ブロックが処理されるスレッドを調べてみると、asyncは呼び出し元のスレッドとは別のスレッドでブロックを処理させ、syncは呼び出し元と同じスレッドで処理をさせるようです。
実際の挙動としては、グローバルキューにasyncでブロックを渡すと別スレッドで並列に実行されますが、syncで渡すと現在のスレッドをつかうのでそのまま直列に実行されます。シリアルキューにsyncで渡せばもちろんそのまま直列に実行ですが、asyncで渡すと入れていった順番に別スレッドで実行されます。
グローバルキュー+syncの組み合わせはありえないような気がするんですが、もしかしたら想像もつかない用途があるかもしれません。他にもディスパッチ用の関数はたくさんあるんで意味が無さそうな組み合わせはいろいろ出てくるかもしれません。
それと、ここでつかえるブロックは返り値も引数もなしのブロックです。
実行してみる
実際にディスパッチを使ってみます。ディスパッチを使うには<dispatch/dispatch.h>をincludeしないといけないのですが、Objective-Cで使う場合はFoundationに既に含まれているので何も気にしなくても使えます。
以下、サンプルのソースコードです。単純にディスパッチを試すためC言語だけで組んであります。新規プロジェクトをCommand Line ToolのTypeをCで作成して、main.cを以下のコードに差し替えてください。
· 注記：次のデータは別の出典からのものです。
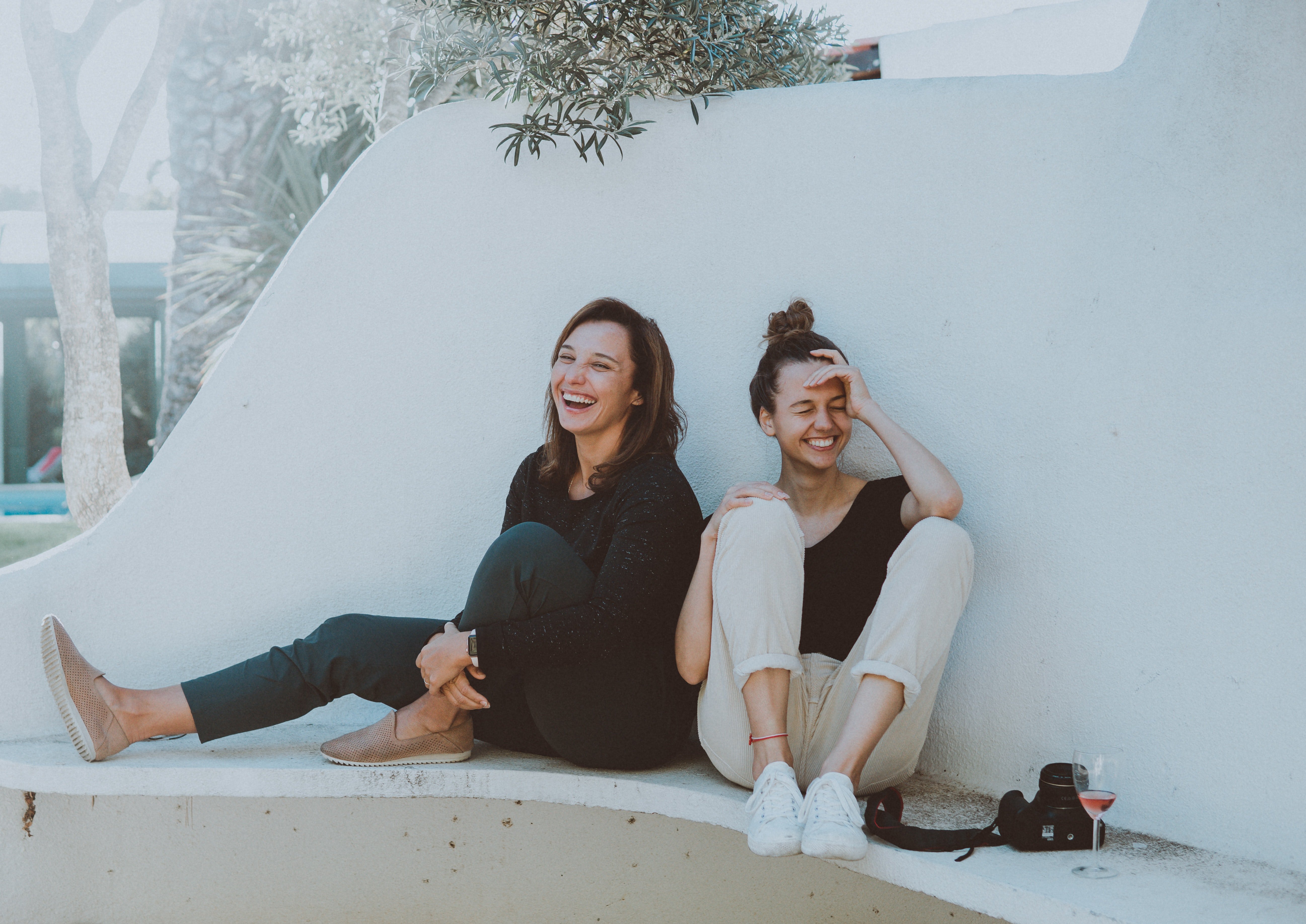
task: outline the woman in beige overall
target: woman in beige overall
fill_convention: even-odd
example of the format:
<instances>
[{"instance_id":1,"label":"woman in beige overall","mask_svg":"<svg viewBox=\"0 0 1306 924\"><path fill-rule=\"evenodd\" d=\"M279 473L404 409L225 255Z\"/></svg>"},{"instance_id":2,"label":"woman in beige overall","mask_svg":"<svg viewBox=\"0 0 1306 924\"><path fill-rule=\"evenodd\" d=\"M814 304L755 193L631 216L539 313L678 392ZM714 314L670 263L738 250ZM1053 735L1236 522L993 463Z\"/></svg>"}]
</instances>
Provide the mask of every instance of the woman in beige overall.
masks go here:
<instances>
[{"instance_id":1,"label":"woman in beige overall","mask_svg":"<svg viewBox=\"0 0 1306 924\"><path fill-rule=\"evenodd\" d=\"M973 550L956 480L811 328L802 301L771 316L750 393L780 477L735 485L708 518L675 653L703 684L708 757L754 791L750 850L857 860L857 795L916 768ZM838 469L854 420L900 477Z\"/></svg>"}]
</instances>

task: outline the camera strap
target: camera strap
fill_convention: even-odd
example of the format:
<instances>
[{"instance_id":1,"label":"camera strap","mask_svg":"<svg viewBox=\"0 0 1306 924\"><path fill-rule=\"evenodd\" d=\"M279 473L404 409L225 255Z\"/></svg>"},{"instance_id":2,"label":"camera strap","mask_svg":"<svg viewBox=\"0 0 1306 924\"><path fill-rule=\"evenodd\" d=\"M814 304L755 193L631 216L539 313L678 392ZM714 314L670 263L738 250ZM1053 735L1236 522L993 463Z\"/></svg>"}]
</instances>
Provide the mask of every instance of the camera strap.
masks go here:
<instances>
[{"instance_id":1,"label":"camera strap","mask_svg":"<svg viewBox=\"0 0 1306 924\"><path fill-rule=\"evenodd\" d=\"M998 847L1007 843L1006 838L994 833L995 827L998 827L996 818L989 827L966 827L957 831L904 825L902 793L893 787L876 792L866 800L866 829L876 838L905 851L931 853L965 851L964 856L957 857L957 863L974 853L977 847Z\"/></svg>"}]
</instances>

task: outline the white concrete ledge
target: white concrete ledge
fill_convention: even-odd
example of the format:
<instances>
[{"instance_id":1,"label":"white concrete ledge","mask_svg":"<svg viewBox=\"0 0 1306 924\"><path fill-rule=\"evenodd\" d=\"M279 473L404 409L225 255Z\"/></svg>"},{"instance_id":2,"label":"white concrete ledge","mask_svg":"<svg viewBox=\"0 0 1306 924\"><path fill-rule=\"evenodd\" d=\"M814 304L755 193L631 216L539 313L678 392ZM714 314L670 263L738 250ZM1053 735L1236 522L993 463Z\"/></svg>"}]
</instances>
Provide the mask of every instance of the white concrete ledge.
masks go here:
<instances>
[{"instance_id":1,"label":"white concrete ledge","mask_svg":"<svg viewBox=\"0 0 1306 924\"><path fill-rule=\"evenodd\" d=\"M471 797L586 805L661 814L742 831L747 792L701 753L660 770L582 770L562 761L477 744L471 761L448 766L338 767L317 754L347 731L283 725L200 745L193 737L135 745L103 763L82 762L67 738L0 742L0 787L101 796ZM987 823L996 800L947 784L902 787L909 823ZM1104 856L1114 880L1070 874L1084 853L978 851L912 853L872 840L866 859L840 864L1013 924L1059 924L1085 916L1121 924L1306 920L1306 874L1171 842L1111 830ZM777 860L784 863L784 860Z\"/></svg>"}]
</instances>

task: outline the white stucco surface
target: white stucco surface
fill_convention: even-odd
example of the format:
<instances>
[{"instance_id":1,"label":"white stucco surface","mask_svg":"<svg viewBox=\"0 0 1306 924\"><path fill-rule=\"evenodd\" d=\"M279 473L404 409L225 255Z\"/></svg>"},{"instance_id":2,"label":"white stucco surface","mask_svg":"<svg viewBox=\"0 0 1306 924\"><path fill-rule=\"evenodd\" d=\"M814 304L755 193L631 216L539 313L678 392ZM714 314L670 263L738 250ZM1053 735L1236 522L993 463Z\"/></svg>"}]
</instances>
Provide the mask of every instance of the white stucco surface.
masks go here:
<instances>
[{"instance_id":1,"label":"white stucco surface","mask_svg":"<svg viewBox=\"0 0 1306 924\"><path fill-rule=\"evenodd\" d=\"M827 8L842 16L849 38L858 39L1067 1L1074 3L1074 0L841 0L827 4Z\"/></svg>"},{"instance_id":2,"label":"white stucco surface","mask_svg":"<svg viewBox=\"0 0 1306 924\"><path fill-rule=\"evenodd\" d=\"M1124 60L1148 0L1075 0L880 39L885 80L1077 74Z\"/></svg>"},{"instance_id":3,"label":"white stucco surface","mask_svg":"<svg viewBox=\"0 0 1306 924\"><path fill-rule=\"evenodd\" d=\"M1153 0L1110 73L743 93L701 125L652 103L605 167L502 165L491 103L405 123L128 498L0 571L0 740L59 732L47 612L128 685L336 613L456 612L594 295L666 332L704 506L773 476L746 383L803 294L966 493L921 770L1032 792L1118 744L1109 821L1306 869L1303 42L1298 0ZM845 463L893 470L866 434Z\"/></svg>"}]
</instances>

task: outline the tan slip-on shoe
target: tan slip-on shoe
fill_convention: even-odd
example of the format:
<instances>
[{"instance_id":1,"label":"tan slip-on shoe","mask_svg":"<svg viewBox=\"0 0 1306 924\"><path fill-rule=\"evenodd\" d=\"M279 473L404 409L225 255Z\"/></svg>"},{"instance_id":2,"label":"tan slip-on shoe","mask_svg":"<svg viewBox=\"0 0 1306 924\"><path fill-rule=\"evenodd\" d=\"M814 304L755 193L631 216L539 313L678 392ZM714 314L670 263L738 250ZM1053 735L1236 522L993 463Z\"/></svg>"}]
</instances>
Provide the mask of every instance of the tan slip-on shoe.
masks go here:
<instances>
[{"instance_id":1,"label":"tan slip-on shoe","mask_svg":"<svg viewBox=\"0 0 1306 924\"><path fill-rule=\"evenodd\" d=\"M40 663L68 737L84 761L103 761L131 744L95 689L95 678L104 672L81 656L59 617L47 616L40 621Z\"/></svg>"},{"instance_id":2,"label":"tan slip-on shoe","mask_svg":"<svg viewBox=\"0 0 1306 924\"><path fill-rule=\"evenodd\" d=\"M402 741L394 734L397 721L398 712L390 712L367 728L332 738L321 746L323 757L349 767L457 763L471 757L471 721Z\"/></svg>"}]
</instances>

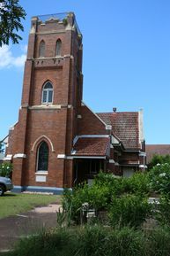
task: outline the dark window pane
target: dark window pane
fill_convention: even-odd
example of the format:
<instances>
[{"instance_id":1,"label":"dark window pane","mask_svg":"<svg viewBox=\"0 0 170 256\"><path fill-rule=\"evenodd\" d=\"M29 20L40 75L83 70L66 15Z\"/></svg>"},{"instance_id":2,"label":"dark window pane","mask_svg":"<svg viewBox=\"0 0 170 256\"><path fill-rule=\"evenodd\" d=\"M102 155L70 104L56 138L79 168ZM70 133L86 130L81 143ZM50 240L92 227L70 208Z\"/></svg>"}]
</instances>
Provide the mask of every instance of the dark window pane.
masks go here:
<instances>
[{"instance_id":1,"label":"dark window pane","mask_svg":"<svg viewBox=\"0 0 170 256\"><path fill-rule=\"evenodd\" d=\"M43 92L42 92L42 102L43 103L47 102L47 96L48 96L48 91L47 90L43 90Z\"/></svg>"},{"instance_id":2,"label":"dark window pane","mask_svg":"<svg viewBox=\"0 0 170 256\"><path fill-rule=\"evenodd\" d=\"M48 171L48 146L42 142L38 152L38 171Z\"/></svg>"},{"instance_id":3,"label":"dark window pane","mask_svg":"<svg viewBox=\"0 0 170 256\"><path fill-rule=\"evenodd\" d=\"M62 52L62 41L58 39L56 41L56 56L61 55Z\"/></svg>"},{"instance_id":4,"label":"dark window pane","mask_svg":"<svg viewBox=\"0 0 170 256\"><path fill-rule=\"evenodd\" d=\"M39 57L44 57L45 56L45 42L41 41L40 43L39 48Z\"/></svg>"},{"instance_id":5,"label":"dark window pane","mask_svg":"<svg viewBox=\"0 0 170 256\"><path fill-rule=\"evenodd\" d=\"M49 81L48 81L46 82L44 89L53 89L53 86Z\"/></svg>"},{"instance_id":6,"label":"dark window pane","mask_svg":"<svg viewBox=\"0 0 170 256\"><path fill-rule=\"evenodd\" d=\"M53 91L48 90L48 103L51 103L53 101Z\"/></svg>"}]
</instances>

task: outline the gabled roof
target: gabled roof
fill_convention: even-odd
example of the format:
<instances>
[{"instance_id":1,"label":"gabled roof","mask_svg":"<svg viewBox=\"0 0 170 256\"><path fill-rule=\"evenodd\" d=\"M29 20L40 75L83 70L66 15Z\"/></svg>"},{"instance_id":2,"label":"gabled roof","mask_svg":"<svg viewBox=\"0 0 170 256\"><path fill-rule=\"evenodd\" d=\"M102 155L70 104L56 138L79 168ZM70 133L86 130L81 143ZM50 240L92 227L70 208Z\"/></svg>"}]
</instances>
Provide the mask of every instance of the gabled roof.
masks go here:
<instances>
[{"instance_id":1,"label":"gabled roof","mask_svg":"<svg viewBox=\"0 0 170 256\"><path fill-rule=\"evenodd\" d=\"M112 126L114 134L121 140L125 149L140 148L138 112L99 112L97 114L104 122Z\"/></svg>"},{"instance_id":2,"label":"gabled roof","mask_svg":"<svg viewBox=\"0 0 170 256\"><path fill-rule=\"evenodd\" d=\"M149 163L154 155L170 155L170 144L146 144L145 151Z\"/></svg>"},{"instance_id":3,"label":"gabled roof","mask_svg":"<svg viewBox=\"0 0 170 256\"><path fill-rule=\"evenodd\" d=\"M73 152L75 156L107 156L110 144L110 138L107 137L78 137Z\"/></svg>"}]
</instances>

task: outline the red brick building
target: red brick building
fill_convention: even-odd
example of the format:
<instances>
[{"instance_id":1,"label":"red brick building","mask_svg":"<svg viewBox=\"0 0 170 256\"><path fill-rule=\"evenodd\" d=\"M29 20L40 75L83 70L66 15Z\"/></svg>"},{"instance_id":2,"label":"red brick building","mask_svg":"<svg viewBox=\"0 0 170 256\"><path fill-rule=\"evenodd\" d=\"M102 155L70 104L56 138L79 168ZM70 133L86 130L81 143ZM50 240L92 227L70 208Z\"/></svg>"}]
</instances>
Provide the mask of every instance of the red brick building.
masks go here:
<instances>
[{"instance_id":1,"label":"red brick building","mask_svg":"<svg viewBox=\"0 0 170 256\"><path fill-rule=\"evenodd\" d=\"M32 19L18 121L6 151L16 190L61 193L100 170L129 176L144 169L142 112L89 109L82 55L72 12Z\"/></svg>"}]
</instances>

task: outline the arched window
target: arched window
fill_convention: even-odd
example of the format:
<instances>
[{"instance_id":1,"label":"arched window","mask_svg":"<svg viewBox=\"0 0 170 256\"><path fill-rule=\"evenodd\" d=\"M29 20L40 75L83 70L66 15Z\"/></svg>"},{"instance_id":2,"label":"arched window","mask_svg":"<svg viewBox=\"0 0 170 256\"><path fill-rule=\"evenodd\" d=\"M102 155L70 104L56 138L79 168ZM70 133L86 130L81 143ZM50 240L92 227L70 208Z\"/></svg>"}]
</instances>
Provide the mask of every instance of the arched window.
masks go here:
<instances>
[{"instance_id":1,"label":"arched window","mask_svg":"<svg viewBox=\"0 0 170 256\"><path fill-rule=\"evenodd\" d=\"M53 86L50 81L47 81L42 89L42 104L50 104L53 102Z\"/></svg>"},{"instance_id":2,"label":"arched window","mask_svg":"<svg viewBox=\"0 0 170 256\"><path fill-rule=\"evenodd\" d=\"M48 146L46 142L41 142L37 151L37 172L48 171Z\"/></svg>"},{"instance_id":3,"label":"arched window","mask_svg":"<svg viewBox=\"0 0 170 256\"><path fill-rule=\"evenodd\" d=\"M39 57L45 57L45 42L42 40L39 45Z\"/></svg>"},{"instance_id":4,"label":"arched window","mask_svg":"<svg viewBox=\"0 0 170 256\"><path fill-rule=\"evenodd\" d=\"M56 41L56 52L55 52L55 56L61 56L62 53L62 41L60 39L58 39Z\"/></svg>"}]
</instances>

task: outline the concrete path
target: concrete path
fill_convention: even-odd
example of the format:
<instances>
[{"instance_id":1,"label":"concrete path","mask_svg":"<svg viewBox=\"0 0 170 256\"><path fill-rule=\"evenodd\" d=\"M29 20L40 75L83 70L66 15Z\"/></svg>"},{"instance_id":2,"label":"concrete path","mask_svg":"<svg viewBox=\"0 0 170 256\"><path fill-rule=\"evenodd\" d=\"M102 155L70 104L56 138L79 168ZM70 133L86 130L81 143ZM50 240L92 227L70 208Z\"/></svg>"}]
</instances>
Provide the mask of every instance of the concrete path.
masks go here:
<instances>
[{"instance_id":1,"label":"concrete path","mask_svg":"<svg viewBox=\"0 0 170 256\"><path fill-rule=\"evenodd\" d=\"M11 249L22 237L36 234L44 228L56 227L56 212L60 206L52 204L1 219L0 252Z\"/></svg>"}]
</instances>

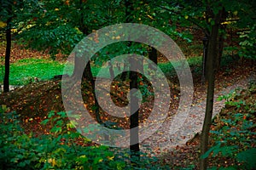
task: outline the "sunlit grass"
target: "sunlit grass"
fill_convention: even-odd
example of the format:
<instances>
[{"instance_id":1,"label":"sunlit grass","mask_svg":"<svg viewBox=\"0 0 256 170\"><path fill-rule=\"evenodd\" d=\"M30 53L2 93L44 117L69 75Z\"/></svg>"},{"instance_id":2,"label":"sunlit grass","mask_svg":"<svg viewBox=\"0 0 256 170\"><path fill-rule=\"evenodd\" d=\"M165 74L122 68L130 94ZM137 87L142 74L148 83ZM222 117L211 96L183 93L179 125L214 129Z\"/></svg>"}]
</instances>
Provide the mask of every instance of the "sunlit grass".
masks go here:
<instances>
[{"instance_id":1,"label":"sunlit grass","mask_svg":"<svg viewBox=\"0 0 256 170\"><path fill-rule=\"evenodd\" d=\"M193 57L187 60L189 65L198 65L201 64L201 57ZM167 75L175 74L173 65L178 65L178 61L159 63L159 67ZM20 60L15 63L10 65L9 82L11 85L25 85L34 82L35 78L38 80L49 80L55 75L73 73L73 66L70 66L67 72L63 72L65 64L58 61L45 59L25 59ZM101 69L104 68L102 77L109 77L108 67L92 66L91 71L94 76L96 76ZM147 70L148 65L144 65L144 70ZM118 70L113 65L115 76L117 76ZM3 82L4 66L1 65L0 83Z\"/></svg>"}]
</instances>

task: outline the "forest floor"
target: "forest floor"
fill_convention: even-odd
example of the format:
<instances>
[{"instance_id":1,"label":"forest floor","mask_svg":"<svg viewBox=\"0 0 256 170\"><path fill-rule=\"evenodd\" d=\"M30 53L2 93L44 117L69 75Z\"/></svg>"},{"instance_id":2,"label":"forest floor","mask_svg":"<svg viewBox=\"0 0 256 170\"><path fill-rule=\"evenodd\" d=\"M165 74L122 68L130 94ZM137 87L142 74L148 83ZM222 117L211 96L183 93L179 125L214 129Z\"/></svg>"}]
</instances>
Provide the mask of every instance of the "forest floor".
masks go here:
<instances>
[{"instance_id":1,"label":"forest floor","mask_svg":"<svg viewBox=\"0 0 256 170\"><path fill-rule=\"evenodd\" d=\"M237 88L246 88L251 81L255 81L256 65L252 61L237 61L222 68L216 74L215 99L213 115L219 113L224 106L224 101L218 101L219 95L227 94ZM115 82L118 83L118 82ZM91 110L93 97L90 85L89 89L83 91L84 99L89 102L87 109ZM142 143L142 150L146 151L146 146L149 146L152 156L162 157L165 164L172 166L188 166L197 163L198 147L200 138L195 135L200 133L202 127L204 110L206 105L206 85L202 85L199 76L194 77L194 96L190 109L190 114L187 116L186 121L182 128L173 134L170 134L170 124L172 117L177 112L179 102L179 90L177 87L171 87L171 106L168 115L160 128L150 138ZM117 93L117 97L125 99ZM118 99L117 99L118 100ZM118 100L119 101L119 100ZM46 118L50 110L64 110L61 80L42 81L28 84L21 88L17 88L9 93L0 95L0 105L9 107L9 111L15 110L20 115L21 124L26 133L32 132L35 136L49 133L49 128L42 126L41 122ZM121 104L123 105L123 104ZM149 107L150 103L145 103L143 106ZM145 120L150 112L145 109L140 117L141 121ZM102 113L104 120L111 120L112 117L106 117ZM125 128L129 126L129 120L120 119L119 126ZM126 122L126 123L124 123ZM194 136L195 137L194 138ZM170 140L172 139L172 140ZM150 154L149 154L150 156Z\"/></svg>"}]
</instances>

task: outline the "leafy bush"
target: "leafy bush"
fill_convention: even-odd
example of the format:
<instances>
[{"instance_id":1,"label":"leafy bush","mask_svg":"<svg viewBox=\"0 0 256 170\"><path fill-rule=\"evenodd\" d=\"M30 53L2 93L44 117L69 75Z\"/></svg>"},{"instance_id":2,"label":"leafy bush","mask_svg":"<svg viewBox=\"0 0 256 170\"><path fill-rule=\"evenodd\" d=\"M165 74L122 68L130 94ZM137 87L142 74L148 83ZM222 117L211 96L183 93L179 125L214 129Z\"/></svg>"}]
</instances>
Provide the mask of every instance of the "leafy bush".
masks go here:
<instances>
[{"instance_id":1,"label":"leafy bush","mask_svg":"<svg viewBox=\"0 0 256 170\"><path fill-rule=\"evenodd\" d=\"M49 112L43 124L49 134L26 134L19 116L0 106L0 169L154 169L155 158L142 153L138 167L130 163L129 151L93 144L77 133L65 112ZM153 165L154 163L154 165Z\"/></svg>"},{"instance_id":2,"label":"leafy bush","mask_svg":"<svg viewBox=\"0 0 256 170\"><path fill-rule=\"evenodd\" d=\"M235 91L219 99L225 99L226 107L232 109L229 113L220 113L223 116L219 124L221 128L211 131L213 140L212 147L202 156L203 158L222 157L229 158L235 163L222 169L254 169L256 162L255 148L255 112L256 105L253 95L256 86L252 85L247 91L236 94ZM254 130L253 130L254 129ZM217 169L213 167L212 169Z\"/></svg>"}]
</instances>

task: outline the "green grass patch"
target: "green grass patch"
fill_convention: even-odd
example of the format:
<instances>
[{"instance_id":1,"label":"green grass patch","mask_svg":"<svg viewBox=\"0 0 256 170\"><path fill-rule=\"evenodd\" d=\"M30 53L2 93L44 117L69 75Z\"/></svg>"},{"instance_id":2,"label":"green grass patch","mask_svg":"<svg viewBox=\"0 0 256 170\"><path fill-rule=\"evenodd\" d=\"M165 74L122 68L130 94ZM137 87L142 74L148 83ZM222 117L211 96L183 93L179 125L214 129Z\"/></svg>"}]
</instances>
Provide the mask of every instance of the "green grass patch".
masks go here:
<instances>
[{"instance_id":1,"label":"green grass patch","mask_svg":"<svg viewBox=\"0 0 256 170\"><path fill-rule=\"evenodd\" d=\"M10 65L9 83L11 85L25 85L39 80L49 80L55 75L62 74L64 64L50 60L25 59ZM0 82L3 82L4 66L1 66Z\"/></svg>"},{"instance_id":2,"label":"green grass patch","mask_svg":"<svg viewBox=\"0 0 256 170\"><path fill-rule=\"evenodd\" d=\"M193 57L188 59L188 62L190 66L195 66L201 65L201 57ZM173 65L178 66L180 63L178 61L159 63L159 67L162 71L168 76L176 74ZM147 70L148 65L144 65L144 69ZM1 65L0 73L0 83L3 82L3 73L4 66ZM55 75L63 74L63 69L65 64L60 63L58 61L53 61L51 60L45 59L24 59L20 60L15 63L10 65L10 76L9 83L11 85L26 85L34 81L37 77L39 80L49 80ZM103 67L92 66L91 71L94 76L96 76L100 70ZM108 67L104 67L106 71L103 71L102 75L102 77L109 78ZM68 68L69 71L64 74L71 75L73 72L73 67ZM115 76L117 76L118 70L113 67Z\"/></svg>"}]
</instances>

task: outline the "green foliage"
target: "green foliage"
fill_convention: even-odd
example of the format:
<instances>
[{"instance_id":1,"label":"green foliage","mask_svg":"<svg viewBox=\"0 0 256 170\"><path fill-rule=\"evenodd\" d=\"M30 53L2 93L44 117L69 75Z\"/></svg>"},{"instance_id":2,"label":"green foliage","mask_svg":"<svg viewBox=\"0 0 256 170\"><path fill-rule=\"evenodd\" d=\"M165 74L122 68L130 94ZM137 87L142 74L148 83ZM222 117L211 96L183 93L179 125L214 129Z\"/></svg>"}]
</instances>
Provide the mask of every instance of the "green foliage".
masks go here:
<instances>
[{"instance_id":1,"label":"green foliage","mask_svg":"<svg viewBox=\"0 0 256 170\"><path fill-rule=\"evenodd\" d=\"M52 127L49 134L25 133L19 115L0 106L1 169L165 169L154 157L142 158L135 167L126 150L92 144L79 133L65 112L50 111L42 122ZM80 142L83 142L81 144Z\"/></svg>"},{"instance_id":2,"label":"green foliage","mask_svg":"<svg viewBox=\"0 0 256 170\"><path fill-rule=\"evenodd\" d=\"M10 84L25 85L34 82L35 78L49 80L55 75L61 75L63 68L64 64L57 61L38 59L20 60L10 65ZM3 82L2 74L1 82Z\"/></svg>"},{"instance_id":3,"label":"green foliage","mask_svg":"<svg viewBox=\"0 0 256 170\"><path fill-rule=\"evenodd\" d=\"M255 85L253 84L248 91L253 93L254 90ZM219 97L219 99L226 99L226 105L234 108L234 111L228 113L228 119L220 120L220 123L224 125L220 129L211 131L215 143L202 156L202 158L208 156L230 158L237 162L224 169L254 169L256 167L256 162L253 160L256 156L256 149L252 144L256 142L253 138L256 133L253 130L255 128L253 120L255 121L256 107L254 103L247 100L248 98L246 98L246 100L240 99L241 97L241 94L236 94L236 91ZM243 111L237 112L237 110Z\"/></svg>"}]
</instances>

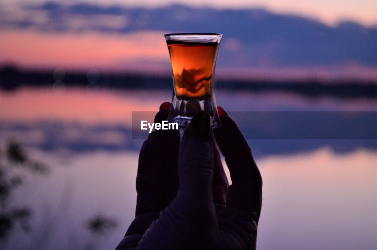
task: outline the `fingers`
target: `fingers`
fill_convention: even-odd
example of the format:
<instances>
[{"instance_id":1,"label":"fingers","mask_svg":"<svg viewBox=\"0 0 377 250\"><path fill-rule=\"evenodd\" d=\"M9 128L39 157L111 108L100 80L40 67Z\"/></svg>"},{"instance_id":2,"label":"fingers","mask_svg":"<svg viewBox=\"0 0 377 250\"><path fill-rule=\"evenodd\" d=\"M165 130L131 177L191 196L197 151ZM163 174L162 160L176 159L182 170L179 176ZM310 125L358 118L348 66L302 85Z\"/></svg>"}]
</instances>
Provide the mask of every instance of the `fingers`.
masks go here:
<instances>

あっ、もちろんSnow LeopardのXcode3.2以降で実行してください。
#include <stdio.h>
#include <stdlib.h>
#include <dispatch/dispatch.h>
int main (int argc, const char * argv[]) {
dispatch_queue_t gQueue = dispatch_get_global_queue(DISPATCH_QUEUE_PRIORITY_DEFAULT, 0);
dispatch_async(gQueue, ^{
dispatch_queue_t sQueue = dispatch_queue_create("jp.objective-audio.sample1", NULL);
for (int i = 0; i < 10; i++) {
dispatch_sync(sQueue, ^{
printf("block %d\n", i);
});
}
dispatch_release(sQueue);
printf("finish\n");
exit(0);
});
dispatch_main();
return 0;
}
dispatch_asyncで非同期で実行するブロックの中でシリアルキューを作って、10回ほどdispatch_syncでブロックを実行させています。その処理が終わったら”finish”と表示してアプリ終了です。
ブロックの記述は、わざわざ宣言とかしなくても、こんなかんじで関数の中に直接書けちゃいます。
最後のdispatch_main()というのはメインスレッドを休止させるもので、これを使わないとdispatch_asyncでグローバルキューにブロックを実行させる前にアプリがreturn 0で終了してしまいます。NSApplicationMain()かCFRunLoopRun()が走っている場合には必要ありません、というかdispatch_main()を呼び出すと固まります。
キューの種類を入れ替えてみたり、syncとasyncを入れ替えてみたりすると、どんな感じで動作するか分かるかと思います。asyncのところをsyncにするとdispatch_main()が無くてもちゃんと全部実行されますし。逆にsyncのところをasyncにすると、ブロックの処理が別スレッドに行ってしまうので、実行される前に”finish”となります。
とりあえず今回は以上です。asyncやsync以外にもディスパッチでブロックを実行させる関数があるので、また次回見ていきます。